I have a DataFrame with multiple columns and the last column is timestamp which I want Python to ignore. I've used drop_columns(subset=...) but does not work as it returns literally the same DataFrame.
This is what the DataFrame looks like:
| id | name | features | timestamp | |
|---|---|---|---|---|
| 1 | 34233 | Bob | athletics | 04-06-2022 |
| 2 | 23423 | John | mathematics | 03-06-2022 |
| 3 | 34233 | Bob | english_literature | 06-06-2022 |
| 4 | 23423 | John | mathematics | 10-06-2022 |
| ... | ... | ... | ... | ... |
And this is are the data types when doing df.dtypes:
| id | int64 |
| name | object |
| features | object |
| timestamp | object |
Lastly, this is the piece of code I used:
df.drop_duplicates(subset=df.columns.tolist().remove("timestamp"), keep="first").reset_index(drop=True)
The idea is to keep track of changes based on a timestamp IF there are changes to the other columns. For instance, I don't want to keep row 4 because nothing has changed with John, however, I want to keep Bob as it has changed from athletics to english_literature. Does that make sense?

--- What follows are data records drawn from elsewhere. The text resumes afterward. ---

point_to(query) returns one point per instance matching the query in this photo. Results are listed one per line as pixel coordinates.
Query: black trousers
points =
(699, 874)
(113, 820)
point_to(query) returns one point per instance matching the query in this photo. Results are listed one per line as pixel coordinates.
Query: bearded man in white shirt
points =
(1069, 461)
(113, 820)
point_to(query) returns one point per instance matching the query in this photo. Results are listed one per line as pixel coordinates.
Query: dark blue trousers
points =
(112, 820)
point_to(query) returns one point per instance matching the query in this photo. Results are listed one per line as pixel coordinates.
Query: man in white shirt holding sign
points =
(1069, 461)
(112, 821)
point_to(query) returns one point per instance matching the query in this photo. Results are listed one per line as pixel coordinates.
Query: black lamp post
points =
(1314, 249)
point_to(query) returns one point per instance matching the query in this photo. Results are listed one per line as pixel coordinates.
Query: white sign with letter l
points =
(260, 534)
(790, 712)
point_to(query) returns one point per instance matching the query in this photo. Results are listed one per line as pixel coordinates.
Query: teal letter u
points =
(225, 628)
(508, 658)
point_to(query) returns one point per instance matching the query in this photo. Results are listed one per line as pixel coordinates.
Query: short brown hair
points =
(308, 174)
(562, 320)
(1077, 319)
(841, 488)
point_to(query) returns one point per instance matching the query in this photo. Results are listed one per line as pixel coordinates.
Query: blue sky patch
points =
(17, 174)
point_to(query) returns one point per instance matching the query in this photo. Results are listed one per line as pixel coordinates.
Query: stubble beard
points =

CodePudding user response:
The remove method of a list returns None. That's why the returned dataframe is similar. You can do as follows:
- Create the list of columns for the subset:
col_subset = df.columns.tolist() - Remove timestamp:
col_subset.remove('timestamp') - Use the col_subset list in the
drop_duplicates()function: df.drop_duplicates(subset=col_subset, keep="first").reset_index(drop=True)
CodePudding user response:
You can do that using the method drop.
here is an working example: https://abstra.show/724UMzdRXx
CodePudding user response:
Try this:
df.drop_duplicates(subset=[x for x in df.columns if x != "timestamp"]).reset_index(drop=True)